Do you remember...
I’ve been teaching my students about memory this week. It’s always been my favorite chapter to teach in my Introduction to Psychology course. Human memory is an interpretive process, different than say, the memory process of the computers they are so familiar with. When you save your term paper and come back to it the next day, it’s exactly the way you left it, errors and all. Not so with human memory. Individual memories are not stand alone events. They connect with other memories, with smells and sounds and shapes of experiences we have had before. We tend to remember things we feel strongly about, the good and the not so good. Emotion is important in what we remember.
As a memoirist people often ask me how I remember the things I write about. I’ve never been particularly good at semantic memory; the details of a memory. I often don’t remember the names of the movies I’ve seen or the titles of books I’ve read but ask me about an experience and it all comes flooding back. Last night, for instance, my husband and I went to see the documentary Linda Ronstadt: The Sound of My Voice. If you haven’t seen it, it’s well worth it, especially for those of us of a certain age. As I listened to songs like “When Will I Be Loved” and “You’re No Good” I was instantly transported back to when I was in high school, when I spent my summers going down the shore with my best friend Anne, the two of us driving in her red “3 on the tree” stick shift, the music blaring, on our way to her grandmother’s house in Point Pleasant. It’s like a little window opens and all of a sudden I’ve crawled in, beginning to look around at the sights and sounds and emotions from that important time in my life .
That was what it was like when I wrote The Cardinal Club.
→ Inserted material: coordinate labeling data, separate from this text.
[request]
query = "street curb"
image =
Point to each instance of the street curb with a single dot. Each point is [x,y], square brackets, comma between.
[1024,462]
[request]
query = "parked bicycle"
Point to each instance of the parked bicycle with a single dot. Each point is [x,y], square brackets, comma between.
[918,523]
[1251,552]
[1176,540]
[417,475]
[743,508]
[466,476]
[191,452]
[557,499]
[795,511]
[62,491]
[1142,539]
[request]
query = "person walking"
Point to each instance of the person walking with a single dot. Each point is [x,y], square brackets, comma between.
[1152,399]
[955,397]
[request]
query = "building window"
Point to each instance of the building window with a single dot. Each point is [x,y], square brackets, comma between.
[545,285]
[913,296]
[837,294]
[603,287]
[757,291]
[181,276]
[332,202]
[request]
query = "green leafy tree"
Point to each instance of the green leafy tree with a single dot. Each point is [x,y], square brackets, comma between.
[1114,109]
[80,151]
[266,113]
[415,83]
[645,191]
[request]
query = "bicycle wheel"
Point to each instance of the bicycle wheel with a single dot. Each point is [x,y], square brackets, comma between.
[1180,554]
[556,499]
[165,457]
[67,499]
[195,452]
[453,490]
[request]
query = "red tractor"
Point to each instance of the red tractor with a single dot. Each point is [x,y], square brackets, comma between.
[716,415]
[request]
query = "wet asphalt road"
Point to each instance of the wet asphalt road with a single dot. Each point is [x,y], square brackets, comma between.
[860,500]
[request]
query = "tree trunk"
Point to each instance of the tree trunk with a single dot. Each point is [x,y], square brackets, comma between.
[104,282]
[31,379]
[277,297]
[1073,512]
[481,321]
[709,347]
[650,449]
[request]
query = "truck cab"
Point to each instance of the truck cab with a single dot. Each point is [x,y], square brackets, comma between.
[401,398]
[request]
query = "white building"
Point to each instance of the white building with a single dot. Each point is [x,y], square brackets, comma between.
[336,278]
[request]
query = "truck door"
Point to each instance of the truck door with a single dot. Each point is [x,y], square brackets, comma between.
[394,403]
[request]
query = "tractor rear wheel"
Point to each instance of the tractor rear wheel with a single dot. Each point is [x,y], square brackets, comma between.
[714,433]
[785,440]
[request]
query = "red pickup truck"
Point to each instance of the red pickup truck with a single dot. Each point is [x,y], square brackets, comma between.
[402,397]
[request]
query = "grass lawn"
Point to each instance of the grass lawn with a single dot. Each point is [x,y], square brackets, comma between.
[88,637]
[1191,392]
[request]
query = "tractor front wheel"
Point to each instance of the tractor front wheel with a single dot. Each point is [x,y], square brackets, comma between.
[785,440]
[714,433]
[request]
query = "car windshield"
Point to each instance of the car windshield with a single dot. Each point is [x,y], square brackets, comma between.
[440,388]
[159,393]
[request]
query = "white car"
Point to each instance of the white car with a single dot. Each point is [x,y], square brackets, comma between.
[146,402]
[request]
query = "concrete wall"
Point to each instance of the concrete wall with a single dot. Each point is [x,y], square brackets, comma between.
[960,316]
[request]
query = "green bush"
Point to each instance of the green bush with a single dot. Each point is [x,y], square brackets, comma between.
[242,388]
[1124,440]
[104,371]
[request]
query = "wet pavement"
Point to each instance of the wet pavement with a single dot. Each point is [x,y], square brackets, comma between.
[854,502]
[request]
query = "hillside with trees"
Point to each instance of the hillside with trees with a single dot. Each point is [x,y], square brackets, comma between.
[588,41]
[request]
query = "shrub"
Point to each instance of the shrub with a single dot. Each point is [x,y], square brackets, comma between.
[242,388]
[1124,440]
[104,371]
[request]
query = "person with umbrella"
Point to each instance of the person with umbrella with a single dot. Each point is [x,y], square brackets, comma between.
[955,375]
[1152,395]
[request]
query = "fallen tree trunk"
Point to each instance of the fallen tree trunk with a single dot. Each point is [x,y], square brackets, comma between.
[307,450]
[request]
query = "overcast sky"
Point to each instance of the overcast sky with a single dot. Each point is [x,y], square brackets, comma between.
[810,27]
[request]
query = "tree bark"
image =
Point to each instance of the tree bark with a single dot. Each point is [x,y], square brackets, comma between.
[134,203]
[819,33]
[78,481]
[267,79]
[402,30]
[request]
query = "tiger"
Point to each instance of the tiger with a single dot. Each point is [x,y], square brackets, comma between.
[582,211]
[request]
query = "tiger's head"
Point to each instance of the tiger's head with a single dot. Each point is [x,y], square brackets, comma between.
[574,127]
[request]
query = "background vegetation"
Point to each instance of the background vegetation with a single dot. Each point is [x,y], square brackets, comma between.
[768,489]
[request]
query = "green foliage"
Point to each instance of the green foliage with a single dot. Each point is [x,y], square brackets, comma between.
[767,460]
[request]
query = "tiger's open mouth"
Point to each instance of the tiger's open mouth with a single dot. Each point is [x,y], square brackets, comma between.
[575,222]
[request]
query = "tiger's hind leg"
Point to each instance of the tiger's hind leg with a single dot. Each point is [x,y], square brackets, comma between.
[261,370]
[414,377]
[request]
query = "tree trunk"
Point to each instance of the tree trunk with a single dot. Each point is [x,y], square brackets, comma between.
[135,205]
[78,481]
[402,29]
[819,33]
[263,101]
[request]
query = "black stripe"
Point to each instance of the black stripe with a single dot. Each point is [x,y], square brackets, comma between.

I’d start with the one inch square that Anne Lamott talks about in her classic book, Bird By Bird. A distant memory. A faded and yellowed photograph. The words to a song that suddenly popped into my head. Before long that one inch square gave way to another and then another. Like a puzzle, piece by piece, until soon an entire picture begins to form. And when I’d finish, when I’d step back and look at what was there, I’d be amazed. It felt like magic.
The writer Anais Nin said, “We do not see things as they are, we see things as we are.” The same can be said for memory. The Cardinal Club is filled with one inch squares of my memory. They may not be the memories my brothers and sister have. I’ve often been amazed when we get together and rehash old stories. Sometimes the memories are shared. Other times they are very different. That’s the challenge with memory. What we remember and why we remember is as unique as we are individually. That’s what makes it fascinating.